Diaconescu’s Theorem says that the Axiom of Choice (AOC) implies the Law of Excluded Middle (LEM), but what of the converse? Does the Law of Excluded Middle imply the Axiom of Choice? The answer is no.

# Background Link to heading

I recently ran into a situation where I wanted to prove something was equivalent to the axiom of choice (Specifically the Law of Trichotomy). Remembering Diaconescu’s Theorem, I mistakenly thought for a moment that perhaps the converse holds, hence my proof would be as simple as proving that Law of Trichotomy implies the Law of Excluded Middle. Unfortunately for me however, upon remembering some basic independence results, it became obvious that this is not the case.

# Why?
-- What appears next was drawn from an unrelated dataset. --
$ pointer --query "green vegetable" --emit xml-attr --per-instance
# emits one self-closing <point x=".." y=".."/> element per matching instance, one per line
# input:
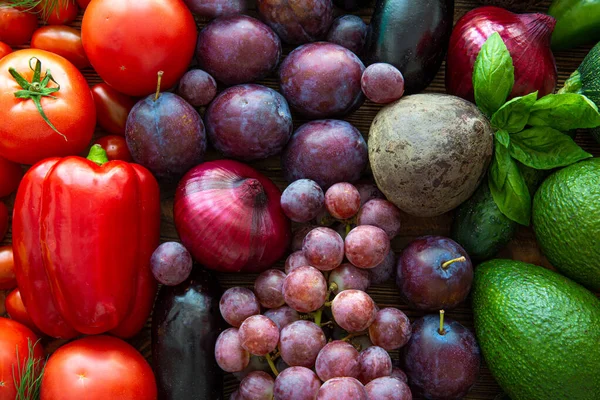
<point x="576" y="23"/>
Link to heading

Recall that the Axiom of Choice has been proven to be logically independent of Zermelo–Fraenkel set theory(ZF) by Godel and Cohen. This means there does not exist a proof of the AOC in ZF. Recall then, that ZF is typically taken to be a theory of (Classical) First Order Logic (FOL), which includes the LEM. Hence all theorems in FOL are theorems in ZF. Hence if we can not prove the AOC in ZF, who’s theorems are a superset of those in FOL (including the LEM), then it is impossible to use the law of excluded middle to imply the axiom of choice.